KungFu requires Python 3, CMake 3, Golang 1.11+ and TensorFlow 1.x.
# Install tensorflow CPU
pip3 install tensorflow==1.13.1
# pip3 install tensorflow-gpu==1.13.1 # Using GPUs
# Download the KungFu source code
git clone https://github.com/lsds/KungFu.git
# Install KungFu
# export CMAKE_BUILD_PARALLEL_LEVEL=$(nproc) # Parallel install.
pip3 install .
KungFu provides: kungfu-run, similar to mpirun, to launch a TensorFlow program on multiple GPU/CPU devices in a server.
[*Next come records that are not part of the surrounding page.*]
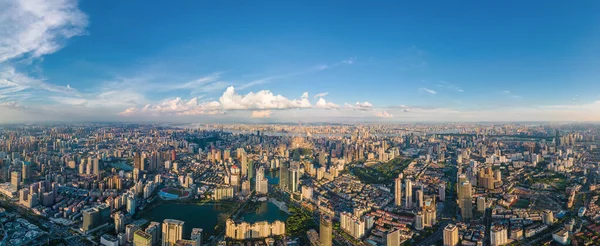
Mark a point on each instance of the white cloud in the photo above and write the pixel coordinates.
(430, 91)
(322, 103)
(33, 28)
(512, 95)
(323, 94)
(265, 99)
(449, 86)
(230, 100)
(383, 114)
(360, 106)
(261, 114)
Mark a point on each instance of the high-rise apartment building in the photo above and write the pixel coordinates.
(171, 232)
(325, 231)
(450, 235)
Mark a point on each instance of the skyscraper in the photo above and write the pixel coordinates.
(283, 176)
(464, 200)
(15, 179)
(450, 235)
(398, 192)
(119, 222)
(294, 179)
(197, 236)
(142, 238)
(325, 231)
(172, 231)
(261, 181)
(393, 238)
(420, 197)
(408, 193)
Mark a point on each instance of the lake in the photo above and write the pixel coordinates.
(208, 216)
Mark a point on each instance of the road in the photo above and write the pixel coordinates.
(436, 236)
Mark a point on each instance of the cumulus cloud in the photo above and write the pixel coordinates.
(323, 94)
(383, 114)
(360, 106)
(265, 99)
(322, 103)
(261, 114)
(33, 28)
(430, 91)
(230, 100)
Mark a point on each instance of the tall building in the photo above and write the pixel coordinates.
(15, 179)
(450, 235)
(119, 222)
(325, 231)
(398, 192)
(131, 204)
(548, 217)
(172, 231)
(420, 197)
(261, 182)
(393, 238)
(197, 236)
(154, 230)
(142, 238)
(498, 235)
(294, 177)
(464, 200)
(95, 217)
(419, 223)
(408, 193)
(442, 192)
(283, 176)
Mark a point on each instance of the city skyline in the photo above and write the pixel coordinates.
(270, 62)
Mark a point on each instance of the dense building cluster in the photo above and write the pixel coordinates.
(369, 184)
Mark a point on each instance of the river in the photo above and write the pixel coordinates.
(208, 216)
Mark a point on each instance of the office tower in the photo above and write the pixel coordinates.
(548, 217)
(325, 231)
(498, 235)
(450, 235)
(141, 238)
(429, 212)
(464, 200)
(420, 197)
(82, 168)
(137, 160)
(408, 193)
(481, 204)
(442, 192)
(283, 176)
(294, 177)
(130, 230)
(95, 217)
(26, 170)
(119, 222)
(398, 191)
(261, 182)
(154, 230)
(244, 162)
(131, 204)
(197, 236)
(15, 179)
(393, 238)
(419, 223)
(95, 166)
(172, 231)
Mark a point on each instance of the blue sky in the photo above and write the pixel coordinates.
(242, 61)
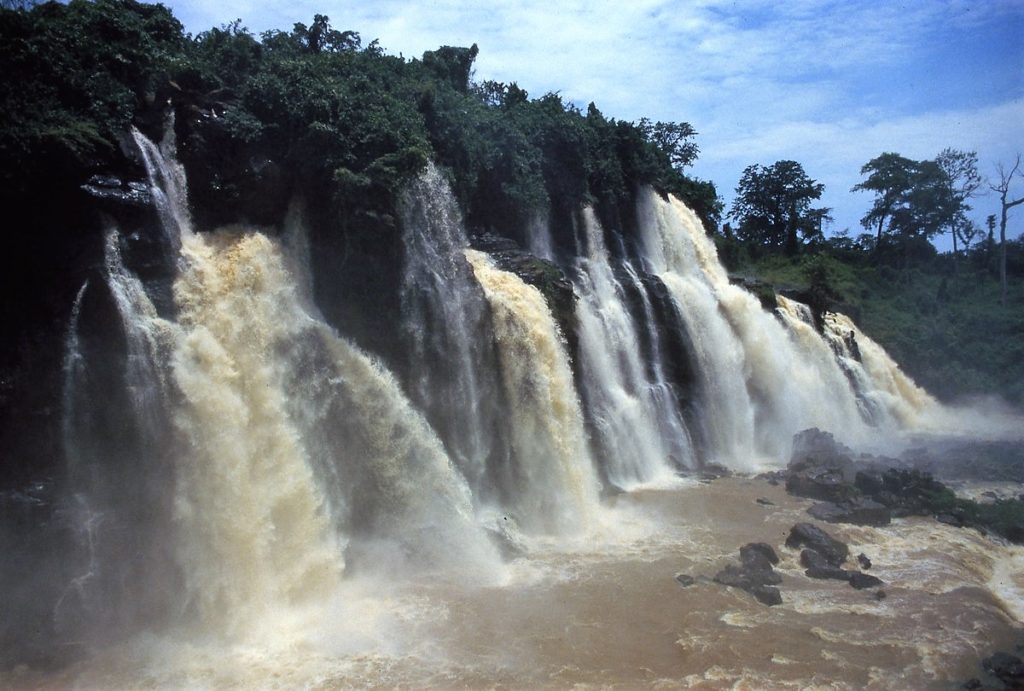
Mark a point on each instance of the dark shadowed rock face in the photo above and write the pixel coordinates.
(820, 567)
(755, 574)
(858, 511)
(541, 273)
(813, 537)
(862, 580)
(820, 468)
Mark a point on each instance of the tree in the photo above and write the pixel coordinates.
(773, 206)
(1006, 204)
(915, 200)
(890, 176)
(674, 140)
(963, 180)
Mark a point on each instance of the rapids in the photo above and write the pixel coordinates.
(272, 506)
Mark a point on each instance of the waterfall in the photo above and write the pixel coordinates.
(551, 479)
(889, 394)
(762, 381)
(72, 372)
(251, 459)
(167, 183)
(445, 320)
(630, 414)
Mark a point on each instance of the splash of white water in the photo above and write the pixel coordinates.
(622, 401)
(556, 488)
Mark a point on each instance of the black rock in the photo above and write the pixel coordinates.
(868, 481)
(756, 553)
(685, 579)
(826, 484)
(862, 580)
(827, 573)
(747, 578)
(1008, 668)
(818, 567)
(767, 595)
(810, 535)
(755, 574)
(949, 519)
(857, 511)
(820, 468)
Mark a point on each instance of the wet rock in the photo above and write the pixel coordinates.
(755, 574)
(541, 273)
(767, 595)
(862, 580)
(110, 188)
(949, 519)
(820, 468)
(744, 578)
(1008, 668)
(685, 579)
(818, 567)
(758, 555)
(857, 511)
(813, 537)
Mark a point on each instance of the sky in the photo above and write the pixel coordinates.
(829, 84)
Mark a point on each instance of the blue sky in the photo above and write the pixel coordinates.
(828, 84)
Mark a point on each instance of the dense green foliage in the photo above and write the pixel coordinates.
(311, 112)
(947, 329)
(260, 118)
(74, 77)
(916, 200)
(773, 207)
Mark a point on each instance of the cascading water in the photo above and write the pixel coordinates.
(761, 382)
(269, 464)
(552, 475)
(444, 317)
(167, 183)
(887, 391)
(629, 413)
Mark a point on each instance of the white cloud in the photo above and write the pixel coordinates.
(829, 84)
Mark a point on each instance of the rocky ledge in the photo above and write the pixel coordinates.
(872, 490)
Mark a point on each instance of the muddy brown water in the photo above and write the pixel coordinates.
(607, 612)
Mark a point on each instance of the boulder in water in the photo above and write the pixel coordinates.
(755, 574)
(862, 580)
(685, 579)
(1008, 668)
(820, 468)
(858, 511)
(819, 567)
(810, 535)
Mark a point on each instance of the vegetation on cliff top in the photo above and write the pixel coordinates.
(314, 110)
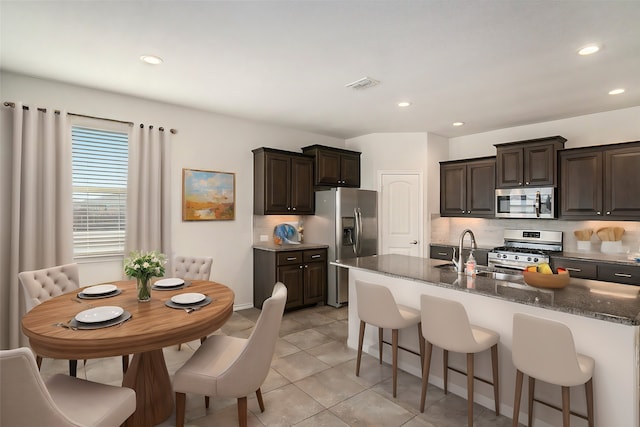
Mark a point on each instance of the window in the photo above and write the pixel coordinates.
(100, 160)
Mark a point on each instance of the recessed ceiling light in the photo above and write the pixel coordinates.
(589, 49)
(151, 59)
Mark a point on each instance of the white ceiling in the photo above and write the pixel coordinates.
(492, 64)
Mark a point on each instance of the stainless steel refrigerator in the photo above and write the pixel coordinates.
(346, 219)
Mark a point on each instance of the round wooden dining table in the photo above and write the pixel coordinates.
(152, 326)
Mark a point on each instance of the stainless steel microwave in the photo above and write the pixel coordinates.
(539, 202)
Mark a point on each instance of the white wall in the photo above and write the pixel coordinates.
(204, 140)
(416, 151)
(593, 129)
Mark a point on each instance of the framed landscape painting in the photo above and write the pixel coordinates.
(208, 195)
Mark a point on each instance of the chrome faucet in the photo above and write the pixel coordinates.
(459, 263)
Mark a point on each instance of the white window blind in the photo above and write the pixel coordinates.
(100, 160)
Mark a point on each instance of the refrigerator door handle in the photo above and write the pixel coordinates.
(358, 217)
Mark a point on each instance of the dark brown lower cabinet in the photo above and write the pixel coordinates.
(303, 272)
(604, 271)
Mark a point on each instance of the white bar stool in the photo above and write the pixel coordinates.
(377, 307)
(544, 349)
(445, 324)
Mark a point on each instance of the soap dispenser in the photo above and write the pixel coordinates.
(470, 268)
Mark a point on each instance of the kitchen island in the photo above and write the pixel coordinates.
(603, 317)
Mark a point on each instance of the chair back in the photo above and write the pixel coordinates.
(192, 267)
(41, 285)
(377, 306)
(24, 398)
(247, 373)
(445, 324)
(544, 349)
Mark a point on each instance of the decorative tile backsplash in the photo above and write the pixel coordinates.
(489, 232)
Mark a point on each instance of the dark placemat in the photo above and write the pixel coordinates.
(99, 325)
(82, 295)
(202, 303)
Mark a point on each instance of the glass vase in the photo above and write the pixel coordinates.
(144, 289)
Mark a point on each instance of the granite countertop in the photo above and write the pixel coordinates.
(270, 246)
(589, 298)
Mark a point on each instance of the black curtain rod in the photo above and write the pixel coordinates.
(44, 110)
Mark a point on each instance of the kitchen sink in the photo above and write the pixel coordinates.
(483, 271)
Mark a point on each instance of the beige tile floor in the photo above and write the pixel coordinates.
(312, 382)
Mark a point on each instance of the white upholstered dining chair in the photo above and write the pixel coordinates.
(233, 367)
(197, 268)
(41, 285)
(27, 400)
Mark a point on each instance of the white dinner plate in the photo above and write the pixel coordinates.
(188, 298)
(169, 282)
(99, 289)
(99, 314)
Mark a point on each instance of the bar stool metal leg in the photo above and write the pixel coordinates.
(532, 387)
(516, 400)
(566, 404)
(380, 336)
(445, 374)
(589, 391)
(470, 389)
(394, 351)
(425, 373)
(360, 341)
(496, 381)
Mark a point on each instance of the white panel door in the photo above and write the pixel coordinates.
(401, 213)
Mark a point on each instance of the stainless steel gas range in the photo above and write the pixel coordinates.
(523, 248)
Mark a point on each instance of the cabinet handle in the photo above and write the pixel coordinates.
(628, 276)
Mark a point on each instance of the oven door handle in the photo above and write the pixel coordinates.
(510, 267)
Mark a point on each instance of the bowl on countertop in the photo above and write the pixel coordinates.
(547, 281)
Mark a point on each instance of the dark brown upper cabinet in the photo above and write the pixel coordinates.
(600, 182)
(334, 167)
(530, 163)
(467, 187)
(282, 183)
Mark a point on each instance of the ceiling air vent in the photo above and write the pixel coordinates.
(363, 83)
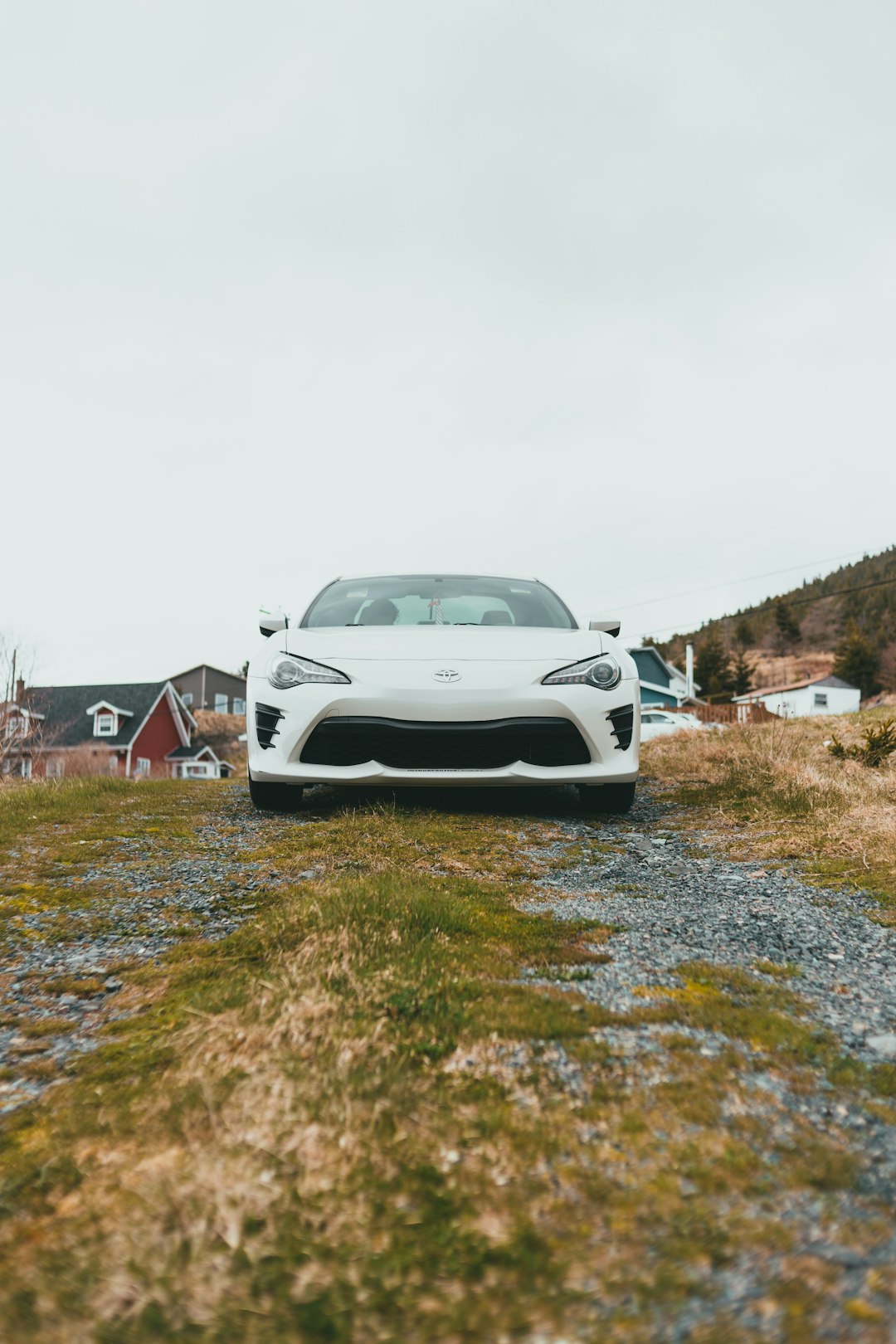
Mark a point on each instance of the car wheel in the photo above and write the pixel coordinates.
(606, 797)
(275, 797)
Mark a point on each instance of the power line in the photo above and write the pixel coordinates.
(750, 578)
(770, 606)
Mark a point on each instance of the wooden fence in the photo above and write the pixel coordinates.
(754, 713)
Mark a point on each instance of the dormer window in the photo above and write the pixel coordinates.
(108, 718)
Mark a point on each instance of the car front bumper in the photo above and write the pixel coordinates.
(306, 706)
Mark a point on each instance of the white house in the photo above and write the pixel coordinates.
(820, 695)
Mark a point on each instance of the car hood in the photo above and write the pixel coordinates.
(449, 643)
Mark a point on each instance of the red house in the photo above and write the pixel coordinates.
(137, 728)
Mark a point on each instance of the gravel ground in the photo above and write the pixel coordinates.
(125, 910)
(672, 899)
(685, 905)
(680, 902)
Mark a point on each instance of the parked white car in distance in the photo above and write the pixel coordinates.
(660, 723)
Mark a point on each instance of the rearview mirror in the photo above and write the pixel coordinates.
(271, 621)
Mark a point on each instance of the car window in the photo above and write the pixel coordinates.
(438, 600)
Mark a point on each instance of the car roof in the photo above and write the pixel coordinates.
(448, 574)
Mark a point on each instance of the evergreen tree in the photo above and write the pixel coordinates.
(787, 626)
(742, 672)
(712, 665)
(857, 661)
(743, 633)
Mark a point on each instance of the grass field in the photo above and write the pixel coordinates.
(356, 1118)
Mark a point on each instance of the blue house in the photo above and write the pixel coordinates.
(661, 682)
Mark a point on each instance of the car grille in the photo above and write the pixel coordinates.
(405, 745)
(622, 721)
(266, 721)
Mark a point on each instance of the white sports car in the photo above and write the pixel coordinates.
(441, 679)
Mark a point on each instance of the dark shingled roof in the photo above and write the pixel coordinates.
(188, 753)
(67, 722)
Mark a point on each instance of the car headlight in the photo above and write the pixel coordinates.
(285, 671)
(603, 672)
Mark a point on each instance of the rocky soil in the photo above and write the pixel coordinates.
(674, 902)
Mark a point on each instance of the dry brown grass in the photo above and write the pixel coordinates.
(353, 1121)
(776, 791)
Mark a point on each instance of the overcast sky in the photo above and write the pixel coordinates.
(599, 292)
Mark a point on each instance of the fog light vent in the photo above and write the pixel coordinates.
(266, 721)
(622, 721)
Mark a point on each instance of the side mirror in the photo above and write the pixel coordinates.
(271, 621)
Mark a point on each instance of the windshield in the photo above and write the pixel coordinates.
(438, 600)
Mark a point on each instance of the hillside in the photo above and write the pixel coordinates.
(798, 633)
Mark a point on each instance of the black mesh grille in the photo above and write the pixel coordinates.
(622, 721)
(266, 721)
(405, 745)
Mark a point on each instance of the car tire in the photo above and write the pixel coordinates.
(275, 797)
(613, 799)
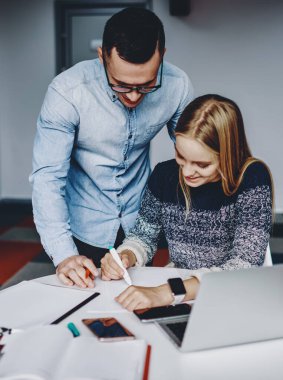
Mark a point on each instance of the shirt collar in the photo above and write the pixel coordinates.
(112, 94)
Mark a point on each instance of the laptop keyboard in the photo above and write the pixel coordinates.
(178, 329)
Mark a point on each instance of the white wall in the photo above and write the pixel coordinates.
(233, 48)
(27, 65)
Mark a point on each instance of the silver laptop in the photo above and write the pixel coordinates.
(232, 307)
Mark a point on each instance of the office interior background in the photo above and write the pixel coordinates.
(230, 47)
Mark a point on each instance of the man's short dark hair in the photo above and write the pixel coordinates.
(135, 33)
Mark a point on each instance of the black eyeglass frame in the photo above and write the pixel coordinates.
(148, 89)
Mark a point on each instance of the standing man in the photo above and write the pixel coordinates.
(91, 151)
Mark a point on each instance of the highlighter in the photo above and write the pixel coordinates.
(73, 329)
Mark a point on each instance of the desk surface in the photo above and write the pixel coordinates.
(251, 361)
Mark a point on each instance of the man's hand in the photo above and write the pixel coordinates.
(73, 270)
(140, 297)
(110, 270)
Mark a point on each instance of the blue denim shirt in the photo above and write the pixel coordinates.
(91, 155)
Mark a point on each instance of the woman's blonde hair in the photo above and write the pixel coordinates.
(217, 123)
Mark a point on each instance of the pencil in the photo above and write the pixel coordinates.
(94, 295)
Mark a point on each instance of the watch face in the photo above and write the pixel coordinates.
(177, 286)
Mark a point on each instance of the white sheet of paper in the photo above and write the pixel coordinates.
(30, 303)
(141, 276)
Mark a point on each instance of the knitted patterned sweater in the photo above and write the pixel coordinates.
(219, 232)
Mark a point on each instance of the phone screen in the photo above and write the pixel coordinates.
(108, 329)
(162, 312)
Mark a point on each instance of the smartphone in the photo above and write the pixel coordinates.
(108, 329)
(163, 312)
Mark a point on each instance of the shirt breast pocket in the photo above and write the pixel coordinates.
(153, 129)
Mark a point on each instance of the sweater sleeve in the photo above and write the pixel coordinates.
(142, 239)
(253, 220)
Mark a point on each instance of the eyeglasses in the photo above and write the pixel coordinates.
(141, 89)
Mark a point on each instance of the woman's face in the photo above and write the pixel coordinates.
(199, 165)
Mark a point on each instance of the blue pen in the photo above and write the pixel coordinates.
(73, 329)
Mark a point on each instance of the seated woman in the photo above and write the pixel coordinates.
(214, 204)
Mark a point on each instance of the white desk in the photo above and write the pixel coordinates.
(252, 361)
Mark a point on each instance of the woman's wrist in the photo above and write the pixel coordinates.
(166, 296)
(131, 257)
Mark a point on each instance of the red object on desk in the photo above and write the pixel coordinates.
(87, 273)
(146, 363)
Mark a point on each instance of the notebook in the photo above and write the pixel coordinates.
(232, 307)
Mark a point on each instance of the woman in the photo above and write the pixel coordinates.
(214, 204)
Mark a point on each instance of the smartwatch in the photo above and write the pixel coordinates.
(178, 289)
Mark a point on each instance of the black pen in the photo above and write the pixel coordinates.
(94, 295)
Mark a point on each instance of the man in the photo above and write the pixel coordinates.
(91, 151)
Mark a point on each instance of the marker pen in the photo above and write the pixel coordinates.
(116, 257)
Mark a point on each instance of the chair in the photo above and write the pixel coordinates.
(268, 259)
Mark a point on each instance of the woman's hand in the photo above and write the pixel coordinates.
(77, 270)
(140, 297)
(110, 270)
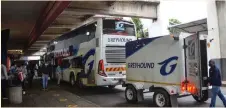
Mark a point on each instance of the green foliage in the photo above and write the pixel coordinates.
(173, 21)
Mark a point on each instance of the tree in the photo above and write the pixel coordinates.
(173, 21)
(139, 27)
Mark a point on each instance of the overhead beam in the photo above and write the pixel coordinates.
(50, 35)
(127, 9)
(62, 26)
(48, 15)
(42, 41)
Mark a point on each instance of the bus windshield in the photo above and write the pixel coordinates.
(118, 27)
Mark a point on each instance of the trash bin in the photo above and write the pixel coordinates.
(15, 91)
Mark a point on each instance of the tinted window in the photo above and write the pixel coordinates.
(118, 27)
(77, 62)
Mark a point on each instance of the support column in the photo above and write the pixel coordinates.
(4, 40)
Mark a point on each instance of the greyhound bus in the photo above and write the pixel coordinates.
(94, 53)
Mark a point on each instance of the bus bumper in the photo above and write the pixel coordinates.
(104, 81)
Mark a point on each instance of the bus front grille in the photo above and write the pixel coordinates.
(115, 54)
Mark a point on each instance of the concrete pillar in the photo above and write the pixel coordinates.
(221, 15)
(159, 27)
(216, 20)
(4, 40)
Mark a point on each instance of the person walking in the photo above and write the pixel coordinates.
(31, 74)
(215, 81)
(4, 79)
(45, 76)
(24, 72)
(13, 68)
(58, 72)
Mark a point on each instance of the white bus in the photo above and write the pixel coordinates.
(94, 54)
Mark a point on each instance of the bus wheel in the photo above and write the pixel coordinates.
(79, 82)
(111, 86)
(131, 94)
(203, 98)
(161, 98)
(72, 80)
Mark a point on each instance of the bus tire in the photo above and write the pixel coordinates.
(72, 79)
(79, 82)
(131, 94)
(161, 98)
(111, 86)
(202, 99)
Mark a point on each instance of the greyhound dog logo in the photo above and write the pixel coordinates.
(165, 64)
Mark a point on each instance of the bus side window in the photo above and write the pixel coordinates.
(91, 30)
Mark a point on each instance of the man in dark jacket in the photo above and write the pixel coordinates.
(45, 75)
(215, 81)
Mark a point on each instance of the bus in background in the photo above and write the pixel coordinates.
(94, 53)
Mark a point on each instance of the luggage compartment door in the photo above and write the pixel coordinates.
(192, 63)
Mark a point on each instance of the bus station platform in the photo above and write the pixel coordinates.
(53, 97)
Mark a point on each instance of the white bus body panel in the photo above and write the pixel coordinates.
(157, 62)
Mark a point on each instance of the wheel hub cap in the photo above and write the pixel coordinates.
(129, 94)
(160, 100)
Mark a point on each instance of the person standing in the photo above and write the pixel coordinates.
(31, 74)
(13, 68)
(24, 72)
(215, 81)
(4, 80)
(45, 76)
(58, 72)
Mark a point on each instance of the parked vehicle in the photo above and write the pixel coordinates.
(99, 44)
(171, 67)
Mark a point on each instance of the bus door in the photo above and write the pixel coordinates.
(192, 65)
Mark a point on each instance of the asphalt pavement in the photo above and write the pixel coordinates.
(105, 97)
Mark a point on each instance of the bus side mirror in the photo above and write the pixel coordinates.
(87, 33)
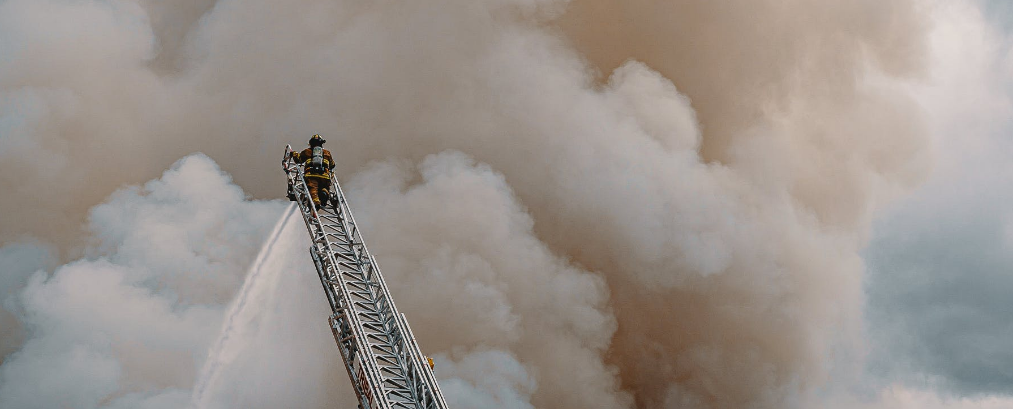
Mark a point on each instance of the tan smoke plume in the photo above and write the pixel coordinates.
(603, 203)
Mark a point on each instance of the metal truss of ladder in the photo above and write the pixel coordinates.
(381, 355)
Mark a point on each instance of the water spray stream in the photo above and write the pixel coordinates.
(237, 316)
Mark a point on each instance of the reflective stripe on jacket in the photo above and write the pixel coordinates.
(306, 156)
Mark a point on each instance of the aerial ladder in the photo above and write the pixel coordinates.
(384, 362)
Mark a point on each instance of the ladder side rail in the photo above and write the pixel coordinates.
(404, 345)
(438, 400)
(420, 369)
(339, 330)
(388, 330)
(365, 360)
(360, 251)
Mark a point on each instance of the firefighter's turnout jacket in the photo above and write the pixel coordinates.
(306, 156)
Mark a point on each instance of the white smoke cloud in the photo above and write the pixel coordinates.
(137, 316)
(564, 226)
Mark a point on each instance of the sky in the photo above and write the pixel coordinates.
(578, 203)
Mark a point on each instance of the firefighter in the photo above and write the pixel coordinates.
(317, 166)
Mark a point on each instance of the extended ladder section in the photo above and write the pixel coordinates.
(381, 355)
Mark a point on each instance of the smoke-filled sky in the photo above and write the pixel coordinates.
(578, 203)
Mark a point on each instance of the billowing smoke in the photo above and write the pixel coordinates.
(587, 203)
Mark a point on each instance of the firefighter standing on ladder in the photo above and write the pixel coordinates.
(317, 166)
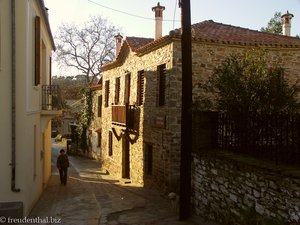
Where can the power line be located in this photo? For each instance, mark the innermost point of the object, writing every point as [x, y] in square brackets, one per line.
[130, 14]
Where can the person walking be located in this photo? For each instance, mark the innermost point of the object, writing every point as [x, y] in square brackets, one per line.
[62, 165]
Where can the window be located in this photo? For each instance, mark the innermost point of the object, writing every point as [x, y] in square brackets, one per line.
[140, 88]
[148, 159]
[99, 105]
[117, 91]
[127, 89]
[106, 93]
[110, 150]
[99, 137]
[161, 79]
[37, 76]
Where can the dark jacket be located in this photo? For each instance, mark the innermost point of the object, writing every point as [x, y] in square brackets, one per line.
[62, 162]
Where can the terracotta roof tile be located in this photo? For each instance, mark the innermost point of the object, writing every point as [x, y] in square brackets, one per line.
[137, 42]
[217, 32]
[210, 31]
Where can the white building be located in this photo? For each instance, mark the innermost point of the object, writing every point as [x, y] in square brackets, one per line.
[27, 102]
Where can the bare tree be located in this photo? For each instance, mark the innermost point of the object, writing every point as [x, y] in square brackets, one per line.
[86, 48]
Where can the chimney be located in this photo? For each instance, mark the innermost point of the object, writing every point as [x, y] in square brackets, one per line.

Using the following command to build kungfu-run.
# Build kungfu-run in the given GOBIN directory.
GOBIN=$(pwd)/bin go install -v ./srcs/go/cmd/kungfu-run/
# Check if kungfu-run is built
./bin/kungfu-run -help
For Mac users, the following is required after the install:
export DYLD_LIBRARY_PATH=$(python3 -c "import os; import kungfu; print(os.path.dirname(kungfu.__file__))")
Download MNIST dataset (script) and run the following training script.
# Download the MNIST dataset in a ./mnist folder in the current directory.
./scripts/download-mnist.sh
# Train a Single Layer Perception (SLP) model for the MNIST dataset using 4 CPUs for 10 data epochs.
./bin/kungfu-run -np 4 -timeout 1h python3 examples/mnist_slp.py --n-epochs 10
./scripts/clean-code.sh --fmt-py
# build a .whl package for release
pip3 wheel -vvv --no-index .
KungFu can use NCCL to leverage GPU-GPU direct communication. However, the use of NCCL enforces KungFu to serialize the execution of all-reduce operations, which can hurt performance.
# uncomment to use your own NCCL
# export NCCL_HOME=$HOME/local/nccl
KUNGFU_USE_NCCL=1 pip3 install .